Why do we alert God when we are in need but not celebrate with God when we are released from need? Over and over He satisfies our requests and we move on, forgetting to say thank you.

We get distracted, of course. I am totally guilty. I tell the group to get in plank position, start my watch shouting go, then wander about the group correcting form and speaking encouragement – totally forgetting the time until some poor diligent child, looks up at me red-faced and arms shaking and pleads, “Can we stop now?”

And I sheepishly shout, “stop!” Then I wonder just how long that 20 second plank actually went on.

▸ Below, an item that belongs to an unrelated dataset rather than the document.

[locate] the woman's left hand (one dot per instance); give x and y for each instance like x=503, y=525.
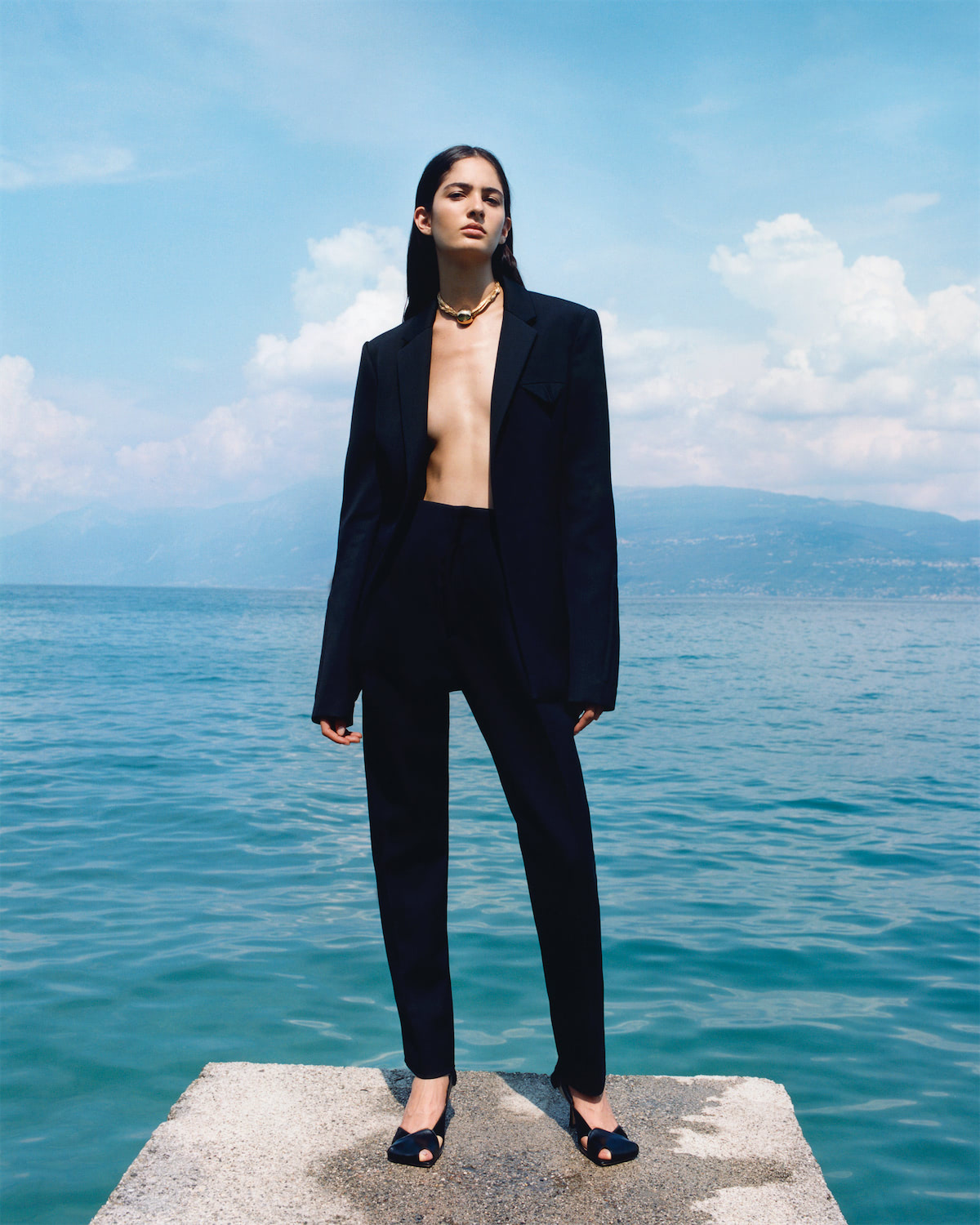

We humans are a distractable bunch. Getting caught up in the good we are doing and the difference we are making, totally forgetting the whom of the good and the difference.

Oh, a few extra planking seconds won’t hurt them, right? Just like those few extra prayers won’t hurt her, right? In fact, God being God would probably just apply them to the new situation without telling us.

But I need the reminder that prayers go both ways, just like plank and rest. It’s in the rhythm of the start and stop, that we stay on course. The ask, then listen. The effort, then rest.

When I finally remembered to shout REST! to those 12 year old plankers I do think I heard one say, “Thank God!” I would do well to pay better attention to them and to the time.